Shoppers World Danforth is a hybrid shopping plaza and shopping mall in Toronto, Ontario, Canada. It has 40 stores serving parts of East York, Scarborough and The Beaches, near the Victoria Park subway station. Today a moderately sized suburban plaza, it has a notable place in history as one of the first suburban and one of the first enclosed malls in Canada. It is approximately 326300 sqft in area.

==History==
===Site use as a car plant===
In 1921, the site was still a largely rural area on the fringe of the city of Toronto when the Danforth streetcar was extended to a new loop at Luttrell Avenue, just west of Victoria Park Avenue.
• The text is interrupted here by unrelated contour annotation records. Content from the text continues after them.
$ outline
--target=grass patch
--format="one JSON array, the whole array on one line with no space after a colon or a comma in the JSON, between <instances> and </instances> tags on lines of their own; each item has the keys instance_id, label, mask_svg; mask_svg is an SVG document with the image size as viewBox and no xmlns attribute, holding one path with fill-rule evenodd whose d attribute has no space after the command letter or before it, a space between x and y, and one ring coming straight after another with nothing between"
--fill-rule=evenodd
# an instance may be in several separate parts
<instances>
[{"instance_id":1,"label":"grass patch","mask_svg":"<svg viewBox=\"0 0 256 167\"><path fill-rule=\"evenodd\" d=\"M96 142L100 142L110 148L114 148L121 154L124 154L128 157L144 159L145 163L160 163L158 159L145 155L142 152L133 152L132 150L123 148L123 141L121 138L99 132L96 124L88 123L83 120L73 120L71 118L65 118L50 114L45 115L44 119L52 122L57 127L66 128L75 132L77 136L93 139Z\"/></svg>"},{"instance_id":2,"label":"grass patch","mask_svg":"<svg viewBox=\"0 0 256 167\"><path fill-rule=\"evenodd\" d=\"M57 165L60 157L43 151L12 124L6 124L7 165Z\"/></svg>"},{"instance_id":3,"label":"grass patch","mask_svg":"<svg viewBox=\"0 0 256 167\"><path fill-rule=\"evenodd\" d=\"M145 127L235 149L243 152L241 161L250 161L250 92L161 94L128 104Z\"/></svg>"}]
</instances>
This led to rapid development of the area. Most notably a Ford Motor Company assembly plant was built covering the large site at the southwest corner of Danforth and Victoria Park. The old factory building is now the main building of the mall.

The plant was the Canadian site of Ford production of the Model T and Model A. It remained Ford's primary Canadian facility until 1953 when Ford decided to construct the new Oakville Assembly Plant. It then became the first Canadian plant of Nash Motors making cars such as the Nash Rambler and the Nash Canadian Statesman. In 1954, Nash merged with Hudson Motor Car Company to create American Motors and soon after the Danforth assembly plant was closed. AMC moved its assembly operations to a new plant in Peel Village Development's Peel Village in Brampton, and the Danforth factory was sold to Peel Village parent company Elder Mines & Developments Ltd, who planned to redevelop it into a shopping centre.

===Redevelopment as mall===
In 1962, it was redeveloped into a mall. The mall was built to serve the rapidly growing population of East York and Scarborough. Developer Elder Mines (later Peel-Elder) would go on to build a similarly named Shoppers World Brampton mall a few years later. It was an early Canadian example of what would soon become ubiquitous: the fully enclosed and air conditioned, suburban shopping mall. When it opened it advertised itself as "the world's largest all electrically heated and air conditioned mall." The mall was 98% leased shortly after opening.

The anchor tenant was Eaton's, marking only the second time Eaton's had opened a store outside of a downtown area. Another original tenant was a branch of Murray Koffler's drug store. Previously the stores had all been called Koffler's Drugs, but the new store adopted the name of the mall as Shoppers Drug Mart. Finding the name a great success, Koffler soon applied it to the entire chain. The facility covered 300000 sqft and was the primary shopping mall for the entire eastern Greater Toronto Area until supplanted a decade later by Scarborough Town Centre, which opened in May 1973.

The Eaton's store was converted to a Zellers in the early 1990s. Target purchased most Zellers leaseholds in 2012, and reopened it as a Target store in 2013. Target left in early 2015, and the store was purchased by Lowe's Canada during Target's bankruptcy liquidation. The new Lowe's location opened to the public in June 2016 and closed in 2023.